Certains prétendront, à juste titre, que les retombées économiques et politiques associées à cette action pourraient être excellentes. Par exemple, le Premier ministre et le président libanais ont exprimé leur scepticisme quant à la nécessité de nouvelles sanctions, alors que le président affirmait que de nouvelles sanctions pourraient causer «de grands dégâts au Liban et à ses habitants ». Pour être sûr, appliquer l'article 311 aux zones contrôlées par le Hezbollah peindra en noir un grand nombre d'entreprises et de banques, principalement dans les zones chiites. Cela risque de provoquer une panique au sein de la population libanaise, du LAF et de la communauté bancaire. Mais les retombées peuvent être modérées et les conséquences involontaires atténuées. Le Trésor devrait travailler avec la banque centrale libanaise pour isoler les succursales bancaires dans les zones contrôlées par le Hezbollah, protégeant ainsi l'intégrité du système bancaire libanais traditionnel tout en paralysant les capacités financières du Hezbollah. La banque centrale libanaise accorde déjà la priorité à l'accès au système financier international, et a publié des comptes liés au Hezbollah dans le passé. Avec la coopération du Trésor américain, l'article 311 pourrait effectivement cibler le Hezbollah et non l'économie libanaise de manière plus générale.

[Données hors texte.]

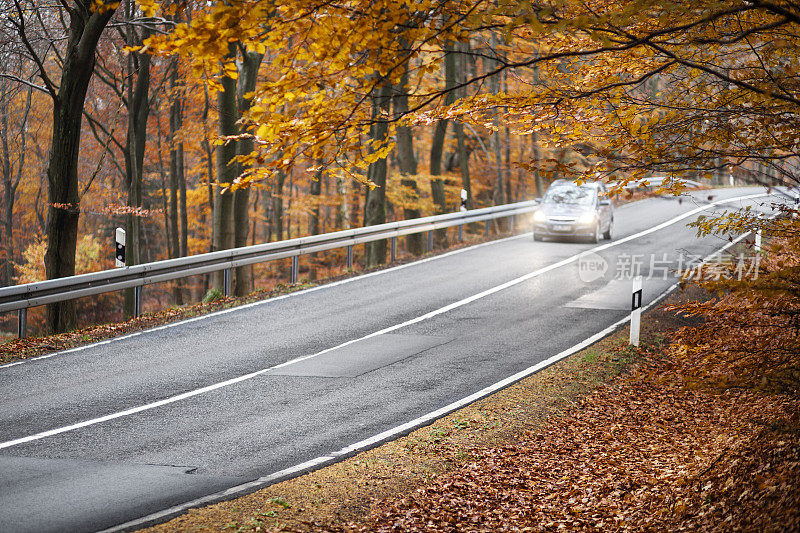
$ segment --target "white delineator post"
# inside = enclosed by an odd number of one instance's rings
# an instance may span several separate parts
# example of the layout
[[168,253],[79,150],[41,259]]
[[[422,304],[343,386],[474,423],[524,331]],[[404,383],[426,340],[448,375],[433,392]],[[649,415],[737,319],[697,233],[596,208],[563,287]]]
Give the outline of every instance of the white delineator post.
[[114,233],[114,240],[117,243],[115,266],[124,267],[125,266],[125,230],[122,229],[122,228],[117,228],[116,232]]
[[631,293],[631,338],[630,344],[639,346],[639,330],[642,321],[642,276],[633,278]]
[[[462,213],[467,212],[467,190],[461,189],[461,206],[458,208]],[[464,242],[464,224],[458,225],[458,242]]]
[[761,234],[763,233],[763,224],[762,220],[764,219],[764,213],[758,213],[756,215],[756,231],[755,231],[755,242],[753,242],[753,251],[756,254],[761,253]]
[[[760,216],[758,217],[761,218]],[[756,228],[756,242],[755,242],[755,250],[757,254],[761,253],[761,220],[759,220],[759,226]]]

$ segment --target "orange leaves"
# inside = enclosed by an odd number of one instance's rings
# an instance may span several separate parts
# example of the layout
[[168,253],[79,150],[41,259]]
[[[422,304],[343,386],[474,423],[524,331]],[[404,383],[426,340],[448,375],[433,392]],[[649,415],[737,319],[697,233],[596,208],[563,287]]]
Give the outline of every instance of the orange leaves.
[[[732,222],[736,223],[736,219]],[[717,297],[680,307],[704,319],[681,332],[679,355],[687,362],[687,380],[731,386],[799,390],[800,232],[773,232],[767,253],[760,258],[757,277],[741,281],[717,279],[699,285]],[[785,230],[784,230],[785,231]],[[738,265],[731,264],[731,270]]]
[[[149,14],[161,9],[155,0],[141,6]],[[212,90],[220,87],[217,76],[238,76],[225,59],[231,43],[267,54],[244,122],[257,137],[256,156],[273,169],[313,160],[326,149],[331,159],[351,165],[345,173],[384,157],[384,147],[365,147],[377,119],[371,95],[382,83],[398,83],[407,64],[409,105],[419,106],[403,119],[408,124],[458,119],[483,132],[498,127],[499,115],[512,131],[537,135],[552,156],[542,159],[557,161],[559,151],[582,147],[576,164],[558,162],[569,177],[654,172],[698,179],[718,159],[742,167],[778,160],[796,152],[800,137],[796,102],[782,97],[800,89],[794,74],[800,39],[758,3],[735,14],[726,6],[216,1],[145,46],[188,58],[194,76],[211,78]],[[490,39],[487,28],[503,42]],[[751,50],[744,36],[759,44]],[[443,88],[441,51],[453,43],[454,50],[473,47],[464,65],[467,77],[476,76],[475,90],[435,107]],[[510,65],[509,87],[487,94],[481,74],[498,64]],[[664,192],[680,188],[675,181]]]
[[105,1],[105,0],[92,0],[92,5],[90,6],[90,10],[92,13],[98,13],[102,15],[108,11],[114,11],[119,7],[118,1]]
[[[663,348],[517,441],[394,501],[349,531],[669,531],[796,527],[796,397],[680,386]],[[765,429],[780,427],[781,429]],[[786,491],[777,494],[776,487]]]

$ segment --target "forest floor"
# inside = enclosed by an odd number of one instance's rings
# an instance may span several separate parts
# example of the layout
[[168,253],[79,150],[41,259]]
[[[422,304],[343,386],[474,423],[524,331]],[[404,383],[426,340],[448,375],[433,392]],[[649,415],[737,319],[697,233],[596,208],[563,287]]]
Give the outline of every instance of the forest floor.
[[[669,304],[702,298],[699,289]],[[687,387],[662,308],[428,427],[177,531],[800,531],[797,391]]]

Les États-Unis doivent prendre des mesures urgentes et solides afin d'étayer les éléments libanais qui ont résisté à la montée du Hezbollah, groupe violent affilié à la terreur tout en entretenant des rapports étroits avec l'Iran, l'antagoniste le plus virulent de l'Amérique de la région. Sans cette initiative, le Hezbollah et ses partisans pourront continuer leur ascension constante sans aucun contrôle. La bataille pour l'avenir du Liban est en cours ; il appartient maintenant au Congrès de s'y associer efficacement.